Before venturing out on your own overland adventure, keep these 5 RV travel tips in mind:
1. Take safety precautions to prioritize health
Right now especially, taking safety measures to prioritize our own health and the health of others is the prime priority. To that end, make sure your RV is stocked with plenty of masks, gloves and hand sanitizer for when you need to stop for gas or grab food, and keep a first aid kit on hand for any mishaps that may transpire on the road.
Of course, bring plenty of drinking water with you. Many RV-compatible campsites will have water hookups for showering or doing dishes, but you’ll want to ensure the water you drink is from a bottle. I recommend Pathwater, which is an eco-friendly and recyclable alternative to single-use plastic bottles.
2. Don’t be shy to ask for help
Driving an RV or towing a camper, especially for the first time, requires you to learn a lot of new information. Hooking and unhooking to water and electrical outputs, navigating tricky turns and tight spaces, and dumping waste are just a few scenarios where patience, clarity, and a quality two-way radio go a long way. Suffice it to say, if you’re driving with another person or a group of people, there are plenty of opportunities to practice good communications skills.
And don’t feel ashamed to ask for help—while wearing a mask and social distancing, of course. Your fellow road warriors will understand your challenges and will likely be glad to offer assistance.
3. Know thy vehicle
Because RVs are commonly associated with camping, some may assume all of them are equipped to handle any type of outdoor or scenario. In reality though, every RV, camper, or even tricked-out van is different, and knowing the size and weight limitations of your RV or camper ahead of time will save you a lot of time and frustration while out on the road.
When booking a campsite, you’ll need to know that your vehicle will clear any potential obstructions (most often, tree branches), that its length and width will fit the available spots at a campground, and what its weight limits are. My sister, brother-in-law, and I learned our RV’s weight limit the hard way, which led to an unplanned three-day stop in Albuquerque to get a new trailer.
4. Get connected
A number of apps exist to help RVers book and navigate to available campsites while driving cross-country.

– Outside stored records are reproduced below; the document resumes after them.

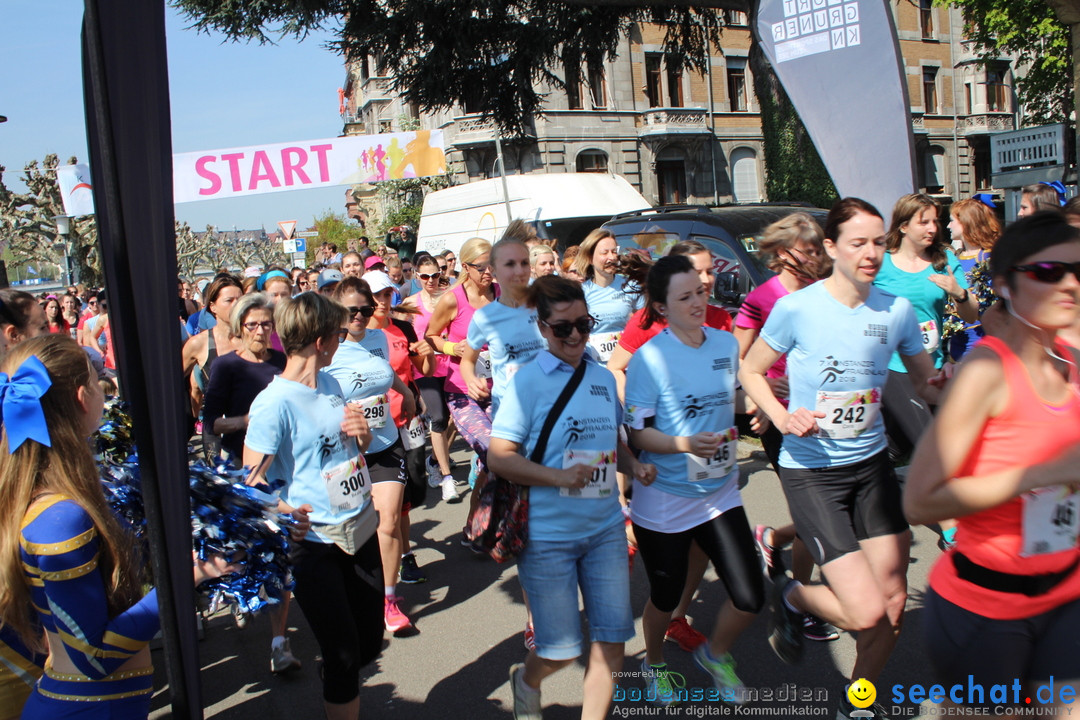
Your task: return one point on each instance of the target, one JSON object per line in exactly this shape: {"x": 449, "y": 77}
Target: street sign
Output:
{"x": 287, "y": 229}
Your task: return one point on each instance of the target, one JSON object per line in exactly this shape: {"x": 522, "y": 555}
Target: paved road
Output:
{"x": 470, "y": 619}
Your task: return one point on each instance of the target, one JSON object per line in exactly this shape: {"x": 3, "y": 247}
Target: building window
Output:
{"x": 674, "y": 83}
{"x": 597, "y": 87}
{"x": 997, "y": 95}
{"x": 930, "y": 91}
{"x": 652, "y": 75}
{"x": 592, "y": 161}
{"x": 737, "y": 83}
{"x": 927, "y": 19}
{"x": 734, "y": 17}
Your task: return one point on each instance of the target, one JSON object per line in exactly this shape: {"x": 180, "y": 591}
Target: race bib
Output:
{"x": 931, "y": 336}
{"x": 699, "y": 470}
{"x": 414, "y": 434}
{"x": 484, "y": 365}
{"x": 376, "y": 410}
{"x": 348, "y": 485}
{"x": 848, "y": 413}
{"x": 602, "y": 484}
{"x": 604, "y": 344}
{"x": 1051, "y": 521}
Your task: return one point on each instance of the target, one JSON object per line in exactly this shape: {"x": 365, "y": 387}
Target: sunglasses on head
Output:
{"x": 562, "y": 330}
{"x": 1049, "y": 272}
{"x": 366, "y": 311}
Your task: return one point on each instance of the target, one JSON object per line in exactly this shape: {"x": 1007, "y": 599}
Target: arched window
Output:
{"x": 592, "y": 161}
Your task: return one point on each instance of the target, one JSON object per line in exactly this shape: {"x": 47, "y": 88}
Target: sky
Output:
{"x": 223, "y": 95}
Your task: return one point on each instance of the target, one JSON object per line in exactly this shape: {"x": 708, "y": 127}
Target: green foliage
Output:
{"x": 1030, "y": 30}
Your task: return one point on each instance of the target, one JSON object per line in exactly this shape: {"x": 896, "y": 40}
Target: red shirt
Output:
{"x": 634, "y": 336}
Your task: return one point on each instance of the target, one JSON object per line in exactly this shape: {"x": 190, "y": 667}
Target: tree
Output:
{"x": 29, "y": 231}
{"x": 1037, "y": 36}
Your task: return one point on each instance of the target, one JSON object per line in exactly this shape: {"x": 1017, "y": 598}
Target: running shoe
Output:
{"x": 394, "y": 617}
{"x": 526, "y": 702}
{"x": 818, "y": 629}
{"x": 410, "y": 573}
{"x": 679, "y": 630}
{"x": 785, "y": 625}
{"x": 434, "y": 476}
{"x": 282, "y": 659}
{"x": 770, "y": 555}
{"x": 449, "y": 490}
{"x": 662, "y": 687}
{"x": 723, "y": 670}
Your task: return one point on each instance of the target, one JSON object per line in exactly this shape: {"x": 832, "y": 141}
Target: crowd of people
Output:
{"x": 609, "y": 385}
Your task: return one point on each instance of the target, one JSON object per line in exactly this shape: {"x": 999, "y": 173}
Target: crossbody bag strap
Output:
{"x": 556, "y": 410}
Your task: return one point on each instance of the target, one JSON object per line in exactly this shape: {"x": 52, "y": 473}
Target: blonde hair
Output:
{"x": 583, "y": 262}
{"x": 307, "y": 317}
{"x": 67, "y": 467}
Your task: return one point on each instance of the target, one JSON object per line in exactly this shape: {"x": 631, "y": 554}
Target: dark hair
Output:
{"x": 845, "y": 209}
{"x": 15, "y": 308}
{"x": 351, "y": 284}
{"x": 551, "y": 289}
{"x": 1027, "y": 236}
{"x": 657, "y": 283}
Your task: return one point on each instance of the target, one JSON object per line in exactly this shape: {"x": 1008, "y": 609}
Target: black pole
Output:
{"x": 125, "y": 83}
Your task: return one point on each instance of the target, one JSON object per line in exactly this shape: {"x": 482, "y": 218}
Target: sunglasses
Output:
{"x": 1049, "y": 272}
{"x": 582, "y": 325}
{"x": 365, "y": 311}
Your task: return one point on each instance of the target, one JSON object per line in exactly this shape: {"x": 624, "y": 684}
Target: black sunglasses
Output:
{"x": 1049, "y": 272}
{"x": 562, "y": 330}
{"x": 366, "y": 311}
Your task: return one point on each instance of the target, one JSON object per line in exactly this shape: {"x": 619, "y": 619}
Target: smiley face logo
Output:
{"x": 862, "y": 693}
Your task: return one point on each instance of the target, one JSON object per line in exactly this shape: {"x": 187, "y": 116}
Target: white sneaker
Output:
{"x": 434, "y": 477}
{"x": 449, "y": 490}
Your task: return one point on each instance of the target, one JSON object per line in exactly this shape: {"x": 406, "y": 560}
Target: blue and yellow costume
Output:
{"x": 59, "y": 549}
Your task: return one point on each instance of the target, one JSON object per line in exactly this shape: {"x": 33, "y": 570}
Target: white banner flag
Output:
{"x": 256, "y": 170}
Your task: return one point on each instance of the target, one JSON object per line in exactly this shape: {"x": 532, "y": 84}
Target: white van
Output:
{"x": 566, "y": 206}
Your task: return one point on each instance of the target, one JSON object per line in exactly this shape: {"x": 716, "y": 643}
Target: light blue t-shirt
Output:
{"x": 512, "y": 338}
{"x": 363, "y": 370}
{"x": 685, "y": 391}
{"x": 589, "y": 423}
{"x": 926, "y": 298}
{"x": 301, "y": 428}
{"x": 838, "y": 362}
{"x": 611, "y": 306}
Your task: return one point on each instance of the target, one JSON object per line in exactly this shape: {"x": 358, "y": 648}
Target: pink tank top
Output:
{"x": 1029, "y": 431}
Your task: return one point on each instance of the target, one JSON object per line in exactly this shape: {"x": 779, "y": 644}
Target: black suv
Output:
{"x": 729, "y": 232}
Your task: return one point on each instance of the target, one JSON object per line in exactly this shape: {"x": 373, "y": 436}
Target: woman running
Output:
{"x": 680, "y": 406}
{"x": 839, "y": 336}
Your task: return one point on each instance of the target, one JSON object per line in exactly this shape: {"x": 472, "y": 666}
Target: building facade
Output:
{"x": 696, "y": 137}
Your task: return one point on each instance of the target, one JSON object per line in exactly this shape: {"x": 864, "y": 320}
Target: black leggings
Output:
{"x": 341, "y": 597}
{"x": 727, "y": 541}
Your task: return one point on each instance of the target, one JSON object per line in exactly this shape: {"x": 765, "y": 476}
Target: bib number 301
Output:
{"x": 602, "y": 484}
{"x": 1051, "y": 520}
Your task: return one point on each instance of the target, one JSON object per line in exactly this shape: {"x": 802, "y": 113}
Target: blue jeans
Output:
{"x": 551, "y": 573}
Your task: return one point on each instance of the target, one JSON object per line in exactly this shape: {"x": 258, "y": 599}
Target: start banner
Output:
{"x": 352, "y": 160}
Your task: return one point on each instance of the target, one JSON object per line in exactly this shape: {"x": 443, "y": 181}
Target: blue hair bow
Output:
{"x": 21, "y": 404}
{"x": 1058, "y": 188}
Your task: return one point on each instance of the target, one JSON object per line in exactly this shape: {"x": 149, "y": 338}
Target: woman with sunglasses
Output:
{"x": 1001, "y": 456}
{"x": 306, "y": 442}
{"x": 611, "y": 297}
{"x": 433, "y": 386}
{"x": 237, "y": 380}
{"x": 362, "y": 367}
{"x": 680, "y": 405}
{"x": 446, "y": 333}
{"x": 576, "y": 535}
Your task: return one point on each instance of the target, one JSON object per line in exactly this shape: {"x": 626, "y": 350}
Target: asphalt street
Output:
{"x": 469, "y": 619}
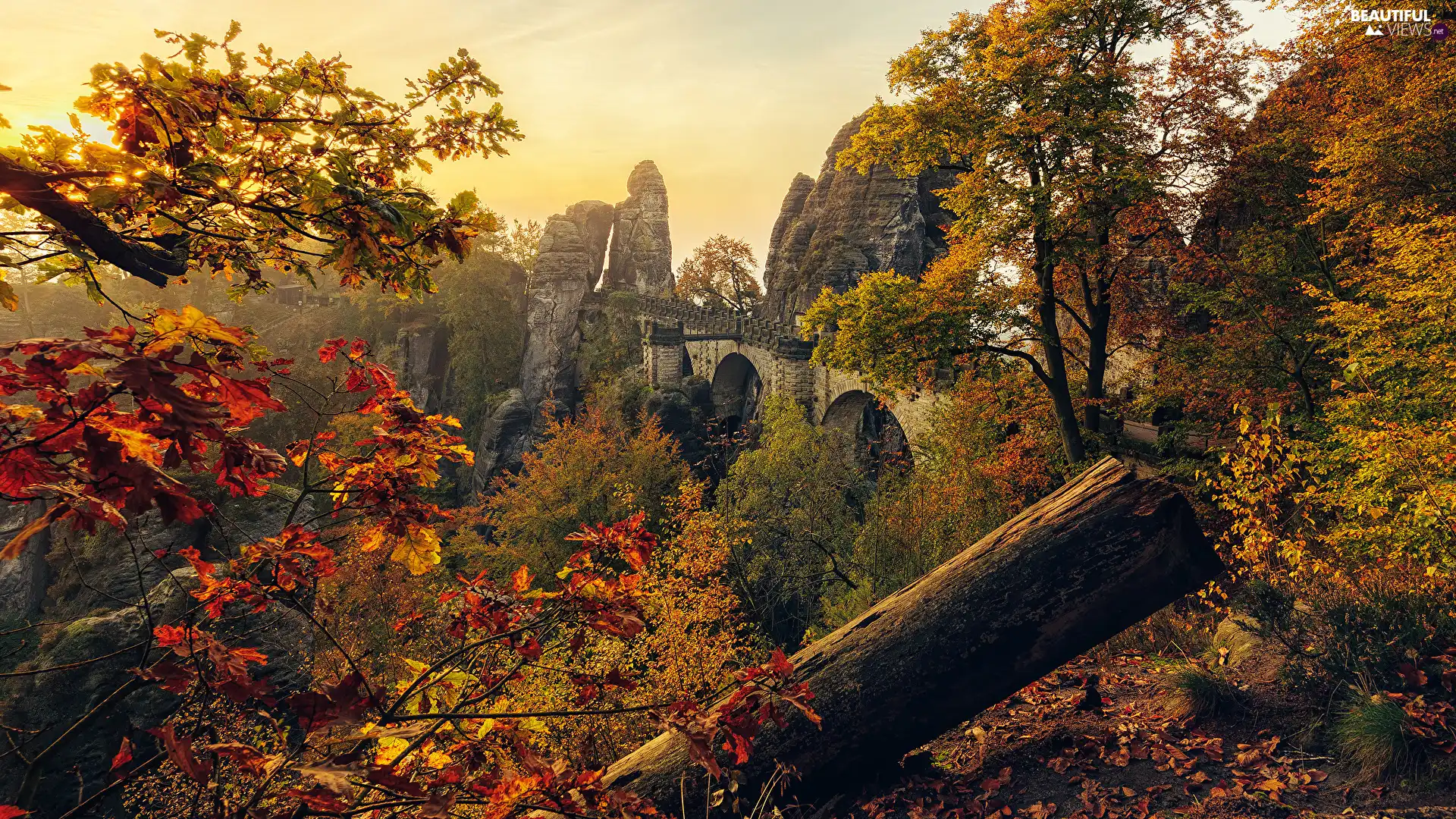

While KOA—the world’s largest network of privately owned campgrounds—has an app, I found the All Stays app to be more helpful; it offers KOA-site availability as well as Bureau of Land Management locations for boondocking (camping without any hookups) and campsites at state and national parks. Another helpful app is Harvest Hosts, which allows you to book camping spots at wineries, breweries, and farms around the country, many of which, of course, may not be open for upcoming trips.
5. Get the right gear
Plenty of blogs and YouTube channels are dedicated to giving advice on how to pack for a life on the road. Still, having consulted these resources, I have a few additional gear-based RV travel tips to offer. First, coffee: For easy and tasty on-the-go coffee, I recommend Mount Hagan organic fair trade instant coffee and for hassle-free brewed coffee, try Steeped.
I also separate compostable waste from other trash, so having a sealable compost bin (like this one) allowed me to continue that practice on the road without stinking up the small trailer. Finally, pack plenty of extra blankets and towels. Blankets, because you don’t always know what the weather will do; and towels, because you can always count on small spaces getting messy fast.